Whether this has occurred in Australia is under investigation, but the COVID-19 pandemic has been mild in comparison to much of the world.   Even during the usual Australian influenza season, there is an increase in pneumonia, cardiac and cerebrovascular disease, outcomes that that can be improved with better influenza vaccination of at-risk community members.  There is speculation that other infectious and non-infectious medical conditions, may rise as restrictions ease as routine doctor visits, cancer screening, dental work, cardiac and diabetes assessments all decreased during the COVID-19 lockdown.  It remains to be seen if this leads to increased disease rates over the next year or so.
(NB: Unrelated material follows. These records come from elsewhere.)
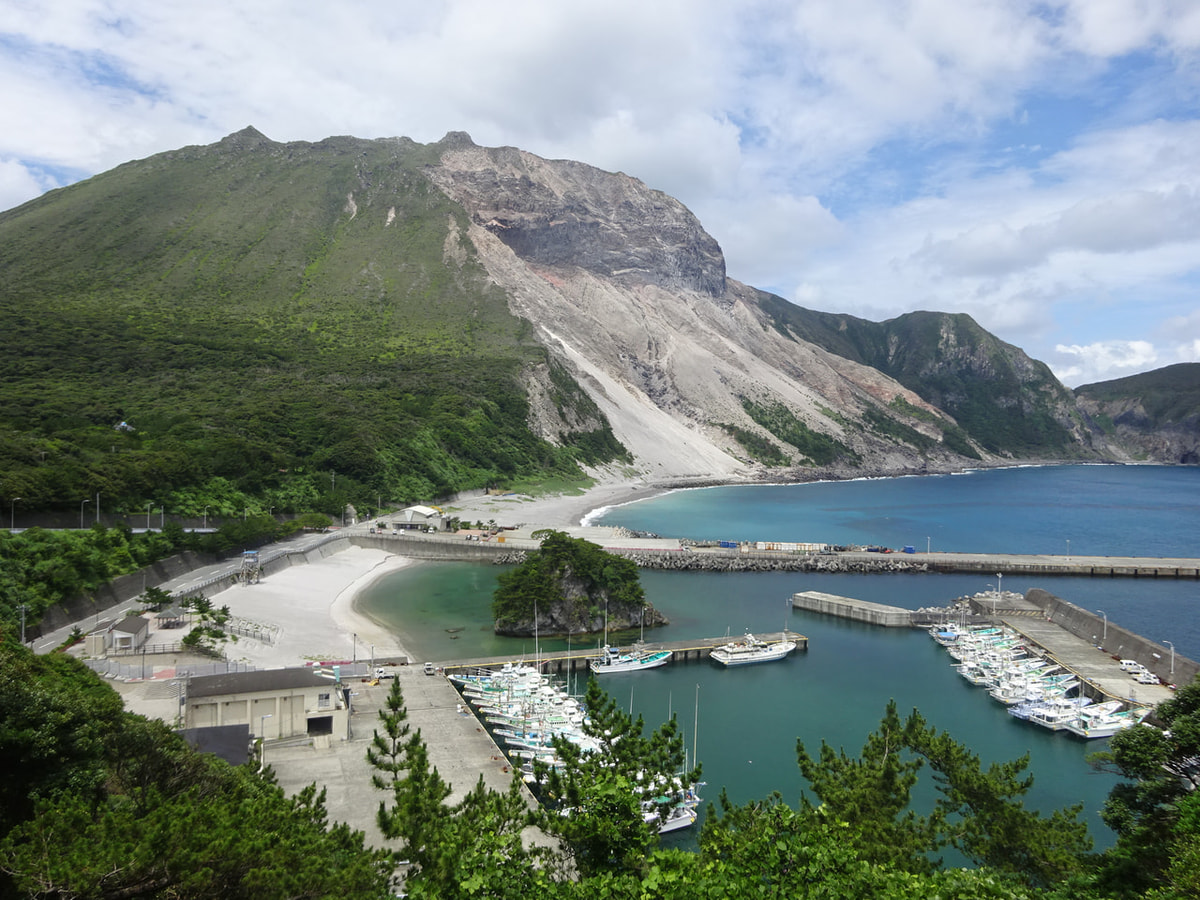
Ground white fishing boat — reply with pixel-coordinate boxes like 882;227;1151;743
1067;701;1151;740
588;647;674;674
712;631;796;666
642;804;697;834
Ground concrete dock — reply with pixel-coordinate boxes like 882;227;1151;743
348;526;1200;578
792;589;1200;706
434;631;809;674
792;590;912;628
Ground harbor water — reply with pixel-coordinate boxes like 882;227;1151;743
358;467;1200;847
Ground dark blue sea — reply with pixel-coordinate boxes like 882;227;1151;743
359;466;1200;847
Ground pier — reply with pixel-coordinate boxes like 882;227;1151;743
348;526;1200;580
792;588;1200;706
434;631;809;674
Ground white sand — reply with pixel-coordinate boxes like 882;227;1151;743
210;547;412;668
163;479;700;668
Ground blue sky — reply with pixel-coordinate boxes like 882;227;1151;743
0;0;1200;386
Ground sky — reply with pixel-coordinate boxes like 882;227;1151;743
0;0;1200;386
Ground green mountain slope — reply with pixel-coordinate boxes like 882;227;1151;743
760;294;1084;457
1075;362;1200;466
0;128;622;515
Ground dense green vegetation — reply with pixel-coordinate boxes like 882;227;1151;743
1075;362;1200;427
0;634;1200;900
742;397;857;466
492;530;648;634
0;130;624;528
0;634;391;900
0;514;314;625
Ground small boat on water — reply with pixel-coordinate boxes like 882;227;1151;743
588;647;674;674
712;631;796;666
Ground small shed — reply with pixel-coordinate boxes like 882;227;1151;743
184;666;350;740
395;506;450;532
112;616;150;650
154;606;187;628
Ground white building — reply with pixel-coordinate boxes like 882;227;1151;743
184;667;350;740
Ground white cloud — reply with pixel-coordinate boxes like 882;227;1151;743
0;0;1200;386
1050;341;1159;386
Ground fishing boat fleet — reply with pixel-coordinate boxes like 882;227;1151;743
449;650;701;834
930;624;1151;739
709;631;796;666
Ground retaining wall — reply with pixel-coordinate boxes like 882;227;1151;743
25;551;216;638
1025;588;1200;684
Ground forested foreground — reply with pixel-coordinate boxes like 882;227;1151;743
0;634;1200;900
0;512;330;628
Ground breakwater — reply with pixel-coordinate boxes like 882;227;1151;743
347;528;1200;578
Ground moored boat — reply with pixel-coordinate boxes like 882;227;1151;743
588;647;674;674
712;632;796;666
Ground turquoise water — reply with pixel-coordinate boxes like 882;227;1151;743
359;467;1200;847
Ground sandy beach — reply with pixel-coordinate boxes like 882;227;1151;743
151;480;691;668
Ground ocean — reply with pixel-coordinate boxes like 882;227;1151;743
359;466;1200;848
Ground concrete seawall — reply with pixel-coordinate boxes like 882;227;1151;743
1025;588;1200;684
792;590;912;628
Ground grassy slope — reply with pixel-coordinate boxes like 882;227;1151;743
1075;362;1200;427
760;294;1073;456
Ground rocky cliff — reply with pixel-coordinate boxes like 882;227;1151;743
426;134;980;480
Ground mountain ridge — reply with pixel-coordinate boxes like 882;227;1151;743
0;126;1185;520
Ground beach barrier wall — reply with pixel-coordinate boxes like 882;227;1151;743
1025;588;1200;684
25;551;215;640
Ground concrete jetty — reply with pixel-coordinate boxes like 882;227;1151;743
792;590;912;628
792;588;1200;706
434;631;809;674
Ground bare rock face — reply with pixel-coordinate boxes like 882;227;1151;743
426;133;969;481
430;133;725;296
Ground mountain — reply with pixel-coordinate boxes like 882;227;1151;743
1075;362;1200;466
0;128;1161;515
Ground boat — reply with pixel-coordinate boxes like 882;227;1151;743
588;646;674;674
712;631;796;666
642;804;698;834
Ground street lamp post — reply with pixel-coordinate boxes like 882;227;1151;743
258;713;271;774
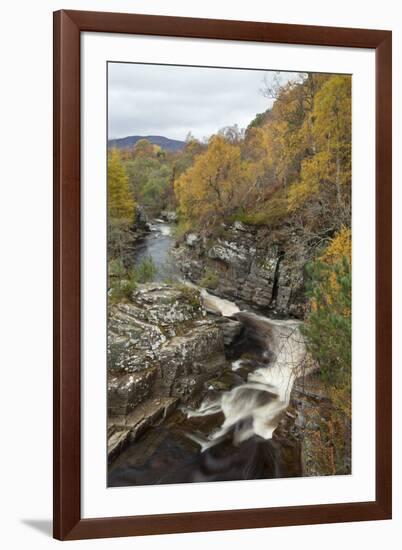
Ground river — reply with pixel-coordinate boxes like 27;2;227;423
108;221;306;486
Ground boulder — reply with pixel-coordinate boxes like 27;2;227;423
108;283;228;460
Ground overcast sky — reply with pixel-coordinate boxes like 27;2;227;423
108;63;295;140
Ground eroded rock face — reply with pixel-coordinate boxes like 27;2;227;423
174;222;308;317
108;284;226;457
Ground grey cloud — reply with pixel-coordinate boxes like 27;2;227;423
108;63;295;139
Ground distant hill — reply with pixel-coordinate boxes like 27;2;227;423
108;136;186;151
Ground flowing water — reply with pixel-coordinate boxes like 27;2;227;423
108;223;306;486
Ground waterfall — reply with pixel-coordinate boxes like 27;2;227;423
187;306;306;451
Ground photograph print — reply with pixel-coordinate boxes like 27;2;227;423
105;62;352;487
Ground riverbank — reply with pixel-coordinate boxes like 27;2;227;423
108;220;350;486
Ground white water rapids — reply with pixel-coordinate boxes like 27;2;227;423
187;291;307;452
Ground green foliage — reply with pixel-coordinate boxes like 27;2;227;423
108;257;157;304
173;74;351;235
134;256;157;283
302;256;352;410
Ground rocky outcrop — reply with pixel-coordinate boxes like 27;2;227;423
108;284;226;460
174;222;308;317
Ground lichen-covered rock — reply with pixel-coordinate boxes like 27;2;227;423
108;367;157;416
174;222;308;317
108;284;229;457
129;284;205;336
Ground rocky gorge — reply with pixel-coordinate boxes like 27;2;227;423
108;220;350;486
173;222;309;318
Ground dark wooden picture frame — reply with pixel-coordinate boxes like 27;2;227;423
54;10;392;540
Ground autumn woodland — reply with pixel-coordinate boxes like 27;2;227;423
107;73;352;486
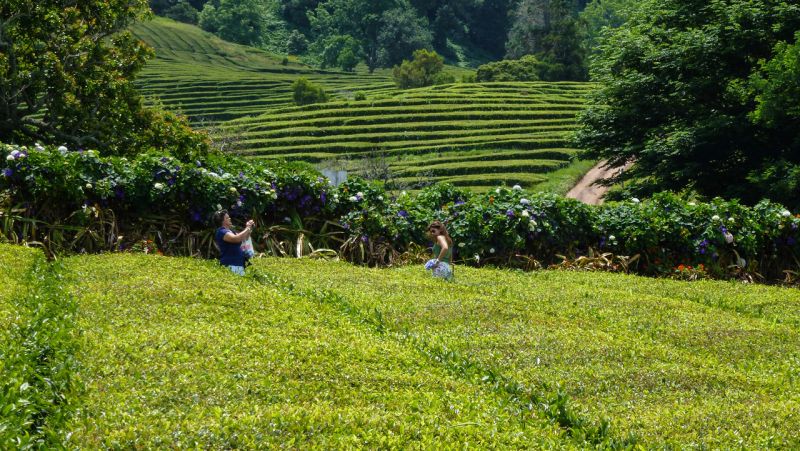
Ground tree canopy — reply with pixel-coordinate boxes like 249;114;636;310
576;0;800;205
0;0;207;158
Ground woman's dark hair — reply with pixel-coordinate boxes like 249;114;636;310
428;221;453;245
211;210;228;227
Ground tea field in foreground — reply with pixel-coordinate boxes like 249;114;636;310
0;245;800;449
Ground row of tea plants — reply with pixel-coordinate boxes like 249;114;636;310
0;145;800;280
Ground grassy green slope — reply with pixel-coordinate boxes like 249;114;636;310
259;260;800;448
133;17;391;126
0;246;800;449
225;83;589;192
0;246;39;336
61;255;565;449
133;18;590;194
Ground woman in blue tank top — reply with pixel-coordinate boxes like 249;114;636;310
213;210;256;276
425;221;453;280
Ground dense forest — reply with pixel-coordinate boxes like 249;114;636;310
150;0;620;80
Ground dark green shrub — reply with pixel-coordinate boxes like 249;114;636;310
292;78;328;105
475;55;544;81
392;49;444;89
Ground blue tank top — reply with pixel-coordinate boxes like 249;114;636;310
214;227;244;266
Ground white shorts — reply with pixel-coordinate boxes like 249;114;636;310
226;266;244;276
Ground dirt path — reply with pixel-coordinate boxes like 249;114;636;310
567;161;624;205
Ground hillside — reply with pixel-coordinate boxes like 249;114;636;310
133;17;393;127
134;18;591;194
225;82;590;190
0;245;800;449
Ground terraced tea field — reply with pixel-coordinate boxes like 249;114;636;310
225;82;590;190
134;18;591;194
6;245;800;449
133;17;393;127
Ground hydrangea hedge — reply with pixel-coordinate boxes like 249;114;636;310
0;146;800;279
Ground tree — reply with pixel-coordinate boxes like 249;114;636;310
292;78;328;105
286;30;308;55
392;49;444;89
0;0;207;155
320;35;360;71
467;0;514;59
506;0;586;80
199;0;271;45
747;31;800;208
475;55;544;81
378;8;433;67
308;0;408;72
164;0;199;24
580;0;639;54
576;0;800;205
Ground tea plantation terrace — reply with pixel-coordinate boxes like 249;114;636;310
132;17;393;126
0;245;800;449
221;82;590;189
133;18;591;193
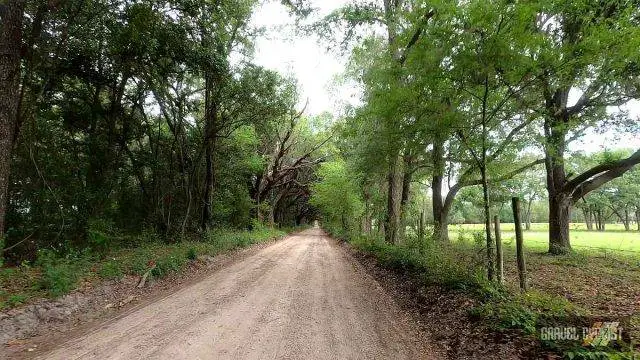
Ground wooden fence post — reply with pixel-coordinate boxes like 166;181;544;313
511;197;527;292
493;215;504;284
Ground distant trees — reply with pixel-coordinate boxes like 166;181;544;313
316;0;640;267
0;0;324;260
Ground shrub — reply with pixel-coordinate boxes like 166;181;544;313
151;255;185;278
98;259;124;279
40;262;77;297
187;247;198;260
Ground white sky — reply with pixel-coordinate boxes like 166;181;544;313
252;0;640;152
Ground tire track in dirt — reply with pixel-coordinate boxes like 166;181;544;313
33;229;441;360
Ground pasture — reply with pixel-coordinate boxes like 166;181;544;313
449;223;640;253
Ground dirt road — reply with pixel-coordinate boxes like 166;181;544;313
36;229;436;360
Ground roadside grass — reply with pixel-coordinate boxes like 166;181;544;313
330;224;640;359
0;227;293;310
449;223;640;256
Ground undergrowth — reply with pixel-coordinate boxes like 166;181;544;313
328;227;640;359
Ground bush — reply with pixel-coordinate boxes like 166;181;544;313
187;247;198;260
98;259;124;279
151;255;185;278
87;219;115;254
40;263;77;297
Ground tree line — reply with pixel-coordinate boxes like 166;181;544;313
313;0;640;259
0;0;328;261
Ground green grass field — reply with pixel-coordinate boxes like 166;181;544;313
449;223;640;256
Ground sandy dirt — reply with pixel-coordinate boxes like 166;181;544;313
32;229;441;360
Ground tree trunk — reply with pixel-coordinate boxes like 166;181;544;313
524;200;533;230
582;208;593;231
398;157;412;239
0;0;24;239
622;209;631;231
545;118;571;255
201;142;213;230
431;140;449;242
200;74;218;231
385;154;402;244
480;166;495;281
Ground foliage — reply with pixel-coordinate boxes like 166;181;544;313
0;227;295;308
311;160;363;232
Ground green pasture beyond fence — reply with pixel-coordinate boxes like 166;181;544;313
449;223;640;256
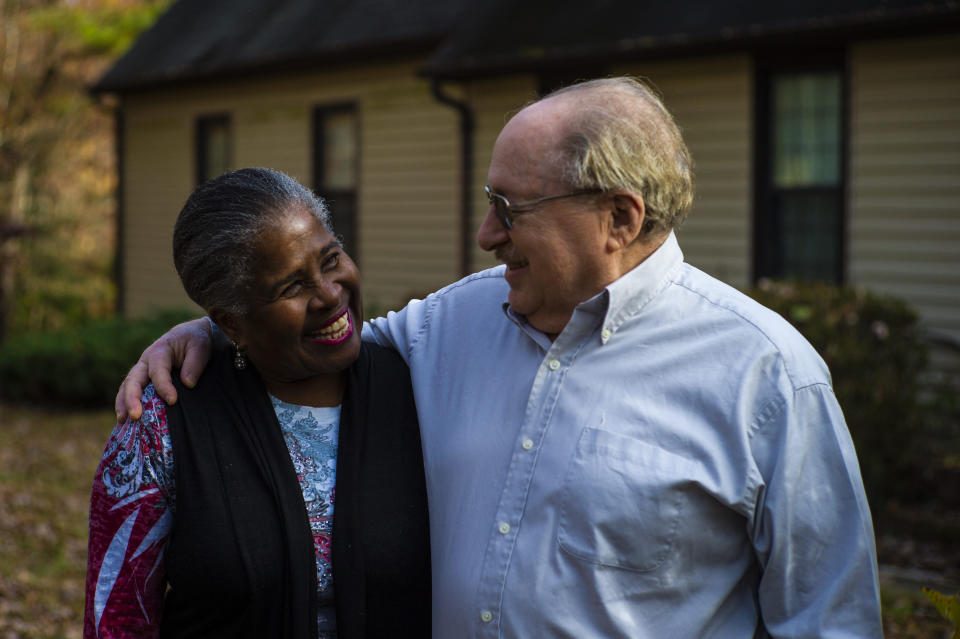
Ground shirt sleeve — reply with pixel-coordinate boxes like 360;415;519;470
83;386;174;639
752;384;883;638
363;296;432;366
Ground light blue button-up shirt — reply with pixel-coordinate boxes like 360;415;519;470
364;235;882;639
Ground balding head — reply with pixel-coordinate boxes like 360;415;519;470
518;77;694;237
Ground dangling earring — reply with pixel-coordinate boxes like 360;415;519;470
230;342;247;371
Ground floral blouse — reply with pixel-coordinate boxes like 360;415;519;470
83;385;340;639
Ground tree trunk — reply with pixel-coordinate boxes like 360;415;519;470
0;164;30;344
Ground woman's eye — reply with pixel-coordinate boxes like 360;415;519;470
323;253;340;271
280;282;303;297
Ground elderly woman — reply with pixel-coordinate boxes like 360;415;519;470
84;169;430;639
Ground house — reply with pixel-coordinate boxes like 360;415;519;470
95;0;960;341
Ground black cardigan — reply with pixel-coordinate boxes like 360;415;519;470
161;343;430;639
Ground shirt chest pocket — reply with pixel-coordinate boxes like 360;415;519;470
558;428;697;572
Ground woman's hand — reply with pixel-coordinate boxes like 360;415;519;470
114;318;213;424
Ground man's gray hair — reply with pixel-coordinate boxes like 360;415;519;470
173;168;333;316
543;77;694;235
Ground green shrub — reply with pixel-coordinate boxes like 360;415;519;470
0;310;196;408
749;281;937;514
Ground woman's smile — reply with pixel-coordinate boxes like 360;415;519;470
308;308;353;346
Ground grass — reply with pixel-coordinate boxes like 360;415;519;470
0;405;113;639
0;404;952;639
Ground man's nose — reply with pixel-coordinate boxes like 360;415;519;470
477;204;510;251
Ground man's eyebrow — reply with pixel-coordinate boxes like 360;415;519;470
270;240;340;297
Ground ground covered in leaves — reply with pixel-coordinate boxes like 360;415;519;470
0;405;960;639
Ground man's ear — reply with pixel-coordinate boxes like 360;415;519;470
209;308;243;346
607;192;646;253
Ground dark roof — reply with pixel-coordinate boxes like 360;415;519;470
423;0;960;77
94;0;960;92
93;0;460;92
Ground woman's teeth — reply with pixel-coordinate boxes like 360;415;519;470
317;313;350;340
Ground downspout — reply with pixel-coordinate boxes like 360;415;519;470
113;96;127;316
430;78;473;277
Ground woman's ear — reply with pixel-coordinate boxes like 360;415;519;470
208;308;244;346
607;191;646;253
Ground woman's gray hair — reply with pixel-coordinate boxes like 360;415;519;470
543;77;694;234
173;168;333;316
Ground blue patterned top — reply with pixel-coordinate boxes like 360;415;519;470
270;396;340;639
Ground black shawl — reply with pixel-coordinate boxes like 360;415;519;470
161;343;430;639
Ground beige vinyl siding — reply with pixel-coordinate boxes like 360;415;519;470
124;60;459;315
849;35;960;338
614;55;753;287
121;110;196;315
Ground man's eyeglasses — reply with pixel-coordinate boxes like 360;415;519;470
483;184;602;231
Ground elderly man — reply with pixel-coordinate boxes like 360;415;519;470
118;78;881;638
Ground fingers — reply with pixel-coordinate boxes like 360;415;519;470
114;358;149;422
180;333;212;388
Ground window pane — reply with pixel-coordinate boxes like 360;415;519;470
772;72;841;187
322;111;357;189
777;192;841;282
197;116;231;182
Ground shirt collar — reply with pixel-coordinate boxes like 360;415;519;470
503;231;683;344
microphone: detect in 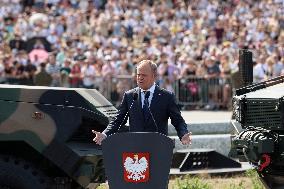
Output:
[145,92,159,132]
[117,90,138,132]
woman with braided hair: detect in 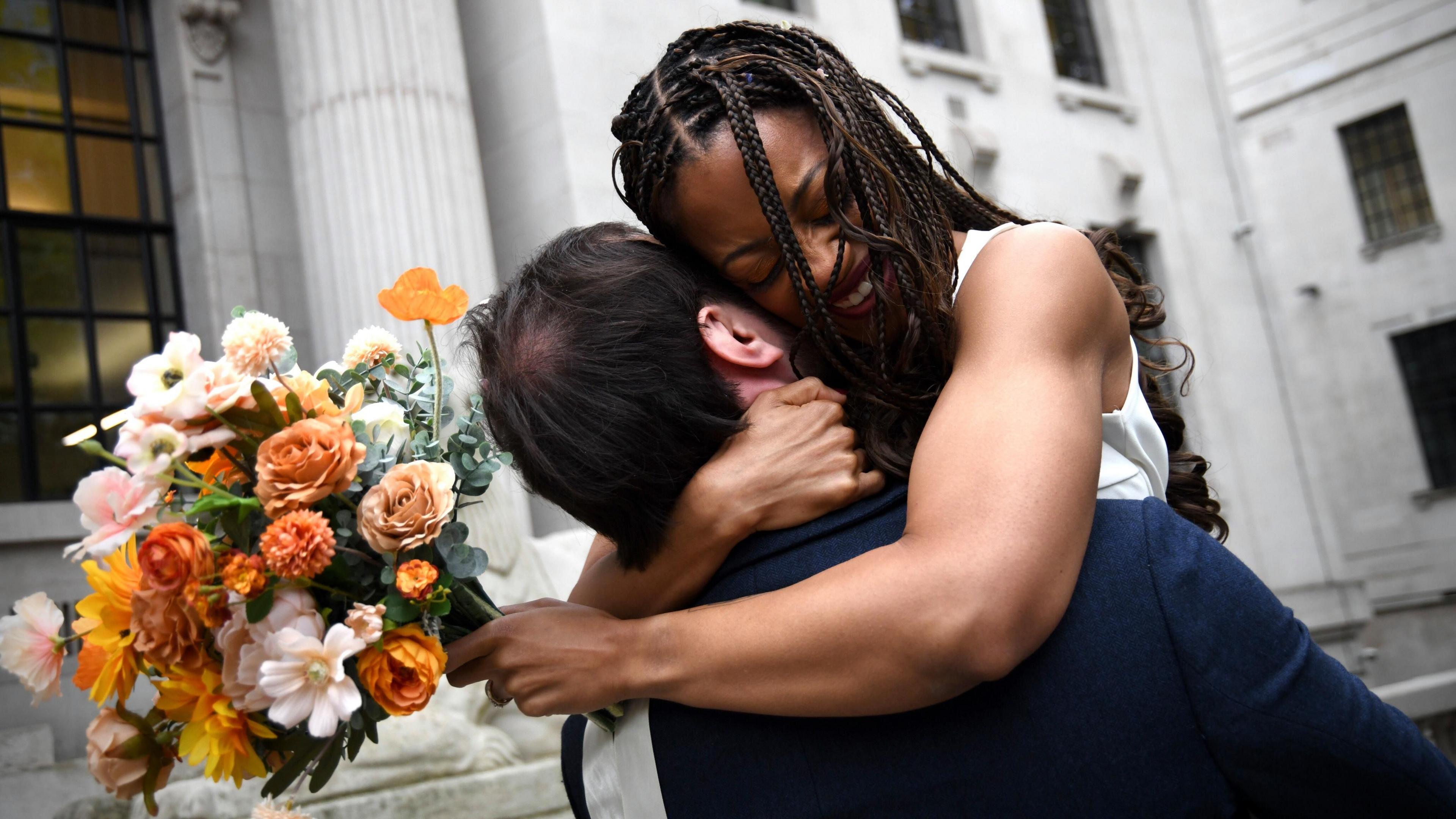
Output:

It is likely that SARS-CoV-2 will circulate in the human population for the foreseeable future, even after introduction of a successful vaccine (smallpox in humans and rinderpest in animals remain the only viruses to be declared eliminated with vaccination by the World Health Organization).  The logistics of rolling out SARS-CoV-2 vaccination to 8 billion people worldwide, remembering that each person is likely to require two doses, are enormous and it is clearly going to take some time to achieve.  In Australia, ensuring vaccine ‘buy in’ by the population will be crucial to this effort, and will be important to ensure that other vaccine programs are not affected.

Many of the lessons learnt from the COVID-19 pandemic are not new – they are no different to those from the 1918-19 influenza pandemic and other outbreaks in the last century.  The use of ‘old fashioned’ physical distancing, infection control practices and intermittent lockdowns remain effective if intelligently deployed and explained to the community.  There are new lessons – better managing aged care, protecting our healthcare workers, ensuring bipartisan political solutions, maintaining local capacity in essential scientific and clinical equipment production, harnessing new technologies in science and data management, and coordinating research expertise, amongst others.  These lessons will be important to remember as the local and international economies open up and will apply not just to COVID-19 but to influenza and other important pathogens.

 

  1. Sullivan SG, Carlson S, Cheng AC, Chilver MBN, Dwyer DE, Irwin M, Kok J, Macartney K, MacLachlan J, Minney-Smith C, Smith D, Stocks N, Taylor J, Barr IG. Where has all the influenza gone? The impact of COVID-19 on the circulation of influenza and other respiratory viruses, Australia, March to September 2020. Eurosurveillance 2020; 25(47):pii=2001847.